Nos últimos anos tem-se aumentado a utilização da imunoterapia para o tratamento do câncer, com melhora importante no prognóstico dos pacientes. Entre os imunoterápicos, destacam-se os inibidores de checkpoint (ICI), que suprimem os checkpoints imunes, restaurando a ativação das células T.
Porém, esta alteração da resposta imune pode desencadear reações adversas que se manifestam em diversos órgãos e sistemas. O mecanismo relacionado a cardiotoxicidade ainda não é totalmente esclarecido, porém parece haver um aumento de células T CD4 e CD8 no miocárdio.
Nos casos de cardiotoxicidade grave, recomenda-se a interrupção do tratamento oncológico, com possível retorno de tratamento alternativo após a recuperação. A mortalidade associada a cardiotoxicidade por ICI é bastante alta, chegando a 50% nos casos de miocardite.
Recentemente foi publicada uma revisão sistemática e metanálise com objetivo de avaliar o impacto do tratamento com ICI na cardiotoxicidade.
Métodos do estudo e população envolvida
O objetivo foi avaliar a cardiotoxicidade por ICI em pacientes recebendo este tratamento (grupo intervenção) comparado a placebo (grupo controle) a partir da análise de estudos clínicos controlados e randomizados. O tratamento podia ser combinado com outros tipos de tratamento sistêmico e os pacientes foram divididos também de acordo com a neoplasia em tratamento: câncer de pulmão, melanoma e outros.
Foram incluídos estudos clínicos controlados e randomizados de pacientes com tumores sólidos que receberam pelo menos um ICI comparado a placebo e que avaliaram eventos adversos cardiovasculares.
Resultados
Foram incluídos na análise 101 estudos com 58.698 pacientes. O tumor mais frequente foi de pulmão (constando em 31 estudos), seguido por melanoma (11 estudos) e de estômago (9 estudos). Do total, 76 estudos compararam ICI com placebo em combinação com outras medicações, 5 estudos compararam ICI com placebo em combinação com outro ICI e 20 compararam ICI isolado com placebo.
A maioria dos estudos teve baixo risco de viés e apenas 29 tinham preocupações em relação ao cegamento da administração da medicação.
A incidência de cardiotoxicidade de qualquer grau foi de 3% no grupo intervenção e 2,3% no grupo controle. Para os ICI específicos, a ocorrência foi de 3% para os anti-PD1, 2% para anti-PDL1 e 4,9% para anti-CTLA4. O risco relativo (RR) foi de 1,31, com IC95% 1,17-1,48, p < 0,001 e o risco de heterogeneidade foi baixo.
Na análise de subgrupos em relação ao tipo de tumor, os cânceres não pulmão e não melanoma tiveram risco maior de cardiotoxicidade (RR 1,42, IC95% 1,21-1,45, p < 0,001) e não houve diferença entre os grupos pulmão e melanoma.
Quanto ao tipo de cardiotoxicidade, ICI levou a maior ocorrência de miocardite (RR 1,79, IC95% 1,11-2,91, p = 0,018) e arritmia (RR 1,22, IC95% 1,04-1,44, p = 0,016), porém não houve diferença na ocorrência de pericardite.
Comentários e conclusão
Essa é a maior metanálise sobre cardiotoxicidade induzida por ICI e incluiu estudos mais padronizados e atualizados, o que resultou em menor heterogeneidade e resultados mais confiáveis.
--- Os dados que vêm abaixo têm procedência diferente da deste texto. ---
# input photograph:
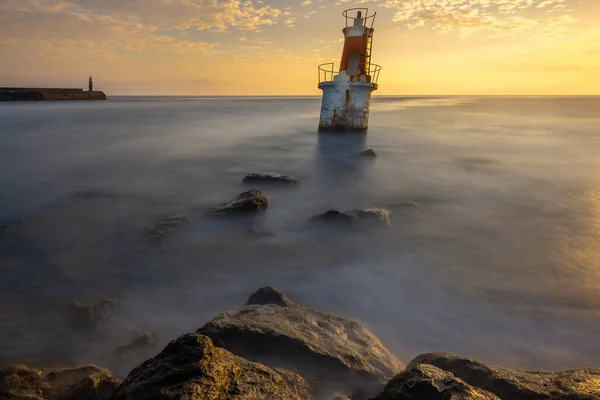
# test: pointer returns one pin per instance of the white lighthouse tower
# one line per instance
(347, 94)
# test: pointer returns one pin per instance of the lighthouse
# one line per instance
(346, 99)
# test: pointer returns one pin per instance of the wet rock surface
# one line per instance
(88, 318)
(370, 217)
(368, 154)
(251, 201)
(426, 382)
(512, 384)
(270, 178)
(79, 383)
(333, 353)
(268, 295)
(139, 348)
(190, 367)
(166, 227)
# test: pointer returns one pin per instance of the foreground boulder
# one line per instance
(191, 368)
(518, 385)
(271, 178)
(426, 382)
(80, 383)
(335, 354)
(368, 217)
(165, 228)
(247, 202)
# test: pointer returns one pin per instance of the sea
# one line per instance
(493, 251)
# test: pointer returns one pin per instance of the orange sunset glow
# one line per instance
(230, 47)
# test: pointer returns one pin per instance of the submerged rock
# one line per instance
(190, 367)
(136, 349)
(271, 178)
(269, 295)
(166, 227)
(515, 384)
(87, 318)
(368, 153)
(333, 353)
(250, 201)
(79, 383)
(366, 217)
(426, 382)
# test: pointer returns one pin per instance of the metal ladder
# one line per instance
(368, 47)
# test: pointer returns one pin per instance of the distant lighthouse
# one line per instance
(347, 94)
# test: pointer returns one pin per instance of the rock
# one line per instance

O uso de ICI foi associado a maior ocorrência de cardiotoxicidade, o que é consistente com estudos anteriores.
Não houve diferença entre os ICI avaliados individualmente e dentre as diferentes toxicidades, miocardite foi a mais comum. Pericardite não teve associação com ICI neste estudo e pode ser que este evento seja decorrente da própria doença neoplásica e não do tratamento, sendo necessários mais estudos para confirmar este resultado.
A ocorrência de arritmia teve associação positiva, mas também necessita de confirmação, pois esse resultado teve influência importante de dois estudos com grande número de pacientes que tiveram peso importante no resultado final.
Apesar da baixa incidência de cardiotoxicidade, quando ela ocorre, costuma ser grave, alcançando mortalidade de até 50% nos casos de miocardite.
Ainda são necessários mais estudos para identificar o paciente com maior risco desses eventos e recomenda-se que todos realizem avaliação de sinais e sintomas, eletrocardiograma e dosagem de troponina antes do início do tratamento com ICI.